To determine the potential p53 transcriptional complex, exponentially growing MCF-7 cells were transfected with p53 expression vector. ChIP assays demonstrated that p53 could bind directly to the BRCA2 promoter; this was accompanied by recruitment of HDAC1 and CtBP1 to the BRCA2 promoter (Fig. 4C). ChIP-reChIP assays demonstrated that p53 could interact with HDAC1 and CtBP1 and form a protein complex on the BRCA2 promoter (Fig. 4D). These results indicated that p53 might recruit HDAC1 and CtBP1 and form an inhibiting transcriptional complex on the BRCA2 promoter.
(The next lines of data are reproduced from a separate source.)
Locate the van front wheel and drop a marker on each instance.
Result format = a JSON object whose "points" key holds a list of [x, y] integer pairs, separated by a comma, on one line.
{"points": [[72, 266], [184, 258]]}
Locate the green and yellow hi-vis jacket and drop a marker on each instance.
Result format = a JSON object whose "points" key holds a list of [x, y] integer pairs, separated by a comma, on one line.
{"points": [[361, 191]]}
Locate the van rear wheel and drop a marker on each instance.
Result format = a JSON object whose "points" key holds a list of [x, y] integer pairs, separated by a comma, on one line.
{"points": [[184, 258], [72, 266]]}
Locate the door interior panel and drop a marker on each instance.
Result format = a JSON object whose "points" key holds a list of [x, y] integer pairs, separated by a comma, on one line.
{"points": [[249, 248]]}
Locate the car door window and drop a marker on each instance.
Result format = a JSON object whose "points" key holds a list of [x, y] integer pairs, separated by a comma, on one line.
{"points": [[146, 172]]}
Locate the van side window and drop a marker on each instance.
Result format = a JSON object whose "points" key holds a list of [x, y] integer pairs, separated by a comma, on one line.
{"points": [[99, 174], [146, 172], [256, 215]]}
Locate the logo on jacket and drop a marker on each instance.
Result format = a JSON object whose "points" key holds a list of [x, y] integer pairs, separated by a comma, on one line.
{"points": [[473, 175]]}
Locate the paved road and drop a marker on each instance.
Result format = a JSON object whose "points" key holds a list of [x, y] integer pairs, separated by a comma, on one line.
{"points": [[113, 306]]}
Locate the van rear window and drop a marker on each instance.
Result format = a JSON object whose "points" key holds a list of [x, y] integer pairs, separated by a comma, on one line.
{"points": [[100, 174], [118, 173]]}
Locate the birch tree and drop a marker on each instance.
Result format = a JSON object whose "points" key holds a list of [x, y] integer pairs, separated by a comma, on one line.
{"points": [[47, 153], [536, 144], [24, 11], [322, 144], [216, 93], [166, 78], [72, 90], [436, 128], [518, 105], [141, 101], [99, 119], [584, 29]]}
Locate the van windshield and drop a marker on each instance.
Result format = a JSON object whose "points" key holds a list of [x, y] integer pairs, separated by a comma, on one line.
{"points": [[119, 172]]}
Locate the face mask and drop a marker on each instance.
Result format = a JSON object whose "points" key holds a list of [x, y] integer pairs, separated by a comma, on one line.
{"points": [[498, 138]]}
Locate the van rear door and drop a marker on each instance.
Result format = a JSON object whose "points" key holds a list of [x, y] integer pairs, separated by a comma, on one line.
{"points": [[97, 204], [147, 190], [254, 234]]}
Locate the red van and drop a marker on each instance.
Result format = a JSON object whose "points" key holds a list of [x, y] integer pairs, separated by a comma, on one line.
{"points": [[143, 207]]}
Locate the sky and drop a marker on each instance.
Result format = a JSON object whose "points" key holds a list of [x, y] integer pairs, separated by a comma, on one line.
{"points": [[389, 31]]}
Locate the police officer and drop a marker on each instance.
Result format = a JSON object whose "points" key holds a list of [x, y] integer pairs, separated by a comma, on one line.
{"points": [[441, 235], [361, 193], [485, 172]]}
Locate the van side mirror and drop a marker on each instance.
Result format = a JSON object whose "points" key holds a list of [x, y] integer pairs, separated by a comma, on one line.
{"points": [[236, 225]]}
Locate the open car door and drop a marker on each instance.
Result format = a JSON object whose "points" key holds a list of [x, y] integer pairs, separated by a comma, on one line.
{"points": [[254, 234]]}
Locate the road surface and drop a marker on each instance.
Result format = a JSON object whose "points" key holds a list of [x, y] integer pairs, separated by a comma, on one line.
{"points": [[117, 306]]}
To test whether HDAC1 or CtBP1 was involved in the p53-induced repression of BRCA2 promoter activity, we chose CtBP1 and tested its role in regulating BRCA2 promoter activity. We transfected p53 and CtBP1 expression vectors into MCF-7 cells and found that both p53 and CtBP1 could inhibit BRCA2 promoter activity. p53 and CtBP1 could synergistically repress BRCA2 promoter activity more significantly (Fig. 4E).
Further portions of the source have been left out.